General Motors Corp. yesterday tried to persuade the National Highway Traffic Safety Administration not to recall about 280,000 Chevrolet Tahoe and GMC Yukon sport-utility vehicles because of what the agency thinks are unsafe air bags in the front passenger seat of the trucks.
"There is nothing wrong with the air bags in GM's 1999 full-size sport-utility vehicles. In the event of a crash, these vehicles provide occupants with the safety and protection that they expect and deserve," said Robert Lange, GM's engineering director.
In a government test last February on a male dummy in a 1999 Tahoe, the vehicle exceeded the limits set by the agency for neck injuries when a crash occurs and the air bag deploys.
But, in a filing with the agency, GM maintained that the test results were "a technicality"--outside the scope of the time measurements NHTSA uses to determine when a neck injury from an air bag occurs. According to GM, a real-world crash lasts 130 milliseconds, and NHTSA found the problem at 170 milliseconds.

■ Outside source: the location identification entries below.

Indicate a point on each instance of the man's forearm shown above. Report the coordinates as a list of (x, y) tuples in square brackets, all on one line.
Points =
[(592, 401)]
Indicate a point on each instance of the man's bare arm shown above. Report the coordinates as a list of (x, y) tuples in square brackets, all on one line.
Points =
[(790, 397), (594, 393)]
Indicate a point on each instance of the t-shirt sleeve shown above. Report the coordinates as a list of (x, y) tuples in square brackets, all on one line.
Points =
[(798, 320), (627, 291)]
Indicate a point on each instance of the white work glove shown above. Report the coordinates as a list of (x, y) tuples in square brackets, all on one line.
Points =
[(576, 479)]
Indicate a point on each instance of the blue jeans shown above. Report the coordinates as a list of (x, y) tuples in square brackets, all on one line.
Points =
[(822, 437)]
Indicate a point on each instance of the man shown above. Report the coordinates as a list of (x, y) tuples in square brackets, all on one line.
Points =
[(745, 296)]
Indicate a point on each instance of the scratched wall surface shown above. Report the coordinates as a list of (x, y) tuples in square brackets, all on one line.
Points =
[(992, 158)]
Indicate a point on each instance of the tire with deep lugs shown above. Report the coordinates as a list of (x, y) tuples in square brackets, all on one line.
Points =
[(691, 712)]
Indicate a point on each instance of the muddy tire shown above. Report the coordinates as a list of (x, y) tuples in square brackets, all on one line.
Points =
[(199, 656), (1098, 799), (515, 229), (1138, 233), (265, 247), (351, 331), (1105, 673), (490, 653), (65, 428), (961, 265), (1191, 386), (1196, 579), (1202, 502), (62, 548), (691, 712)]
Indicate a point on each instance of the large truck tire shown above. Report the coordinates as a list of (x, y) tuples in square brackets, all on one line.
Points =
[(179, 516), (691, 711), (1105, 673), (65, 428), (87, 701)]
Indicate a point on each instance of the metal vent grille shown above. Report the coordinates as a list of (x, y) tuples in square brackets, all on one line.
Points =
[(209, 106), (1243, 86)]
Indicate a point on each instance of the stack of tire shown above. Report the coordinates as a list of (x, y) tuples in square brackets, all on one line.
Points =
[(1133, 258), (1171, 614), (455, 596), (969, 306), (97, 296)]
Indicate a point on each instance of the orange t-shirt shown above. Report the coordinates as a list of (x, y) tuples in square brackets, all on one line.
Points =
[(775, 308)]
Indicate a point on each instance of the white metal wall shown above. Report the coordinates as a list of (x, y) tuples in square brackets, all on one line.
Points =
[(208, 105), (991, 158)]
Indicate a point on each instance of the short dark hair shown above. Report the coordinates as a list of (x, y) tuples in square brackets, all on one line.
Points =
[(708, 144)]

"Neck extension measures on the dummy taken during this time period are not covered by the regulation," GM said. "Even if they were covered by the regulation, the measure was so low that it would not create a significant increase in risk to the safety of an unbelted occupant."
GM first asked NHTSA on June 10 to disregard the test because it was "inconsequential to motor vehicle safety." Five consumer groups opposed GM's petition, saying the air bags deflate too quickly and don't protect against serious neck injury.
NHTSA spokesman Tim Hurd said the agency is reviewing the new research GM submitted and has not made a decision on whether to recall the vehicles.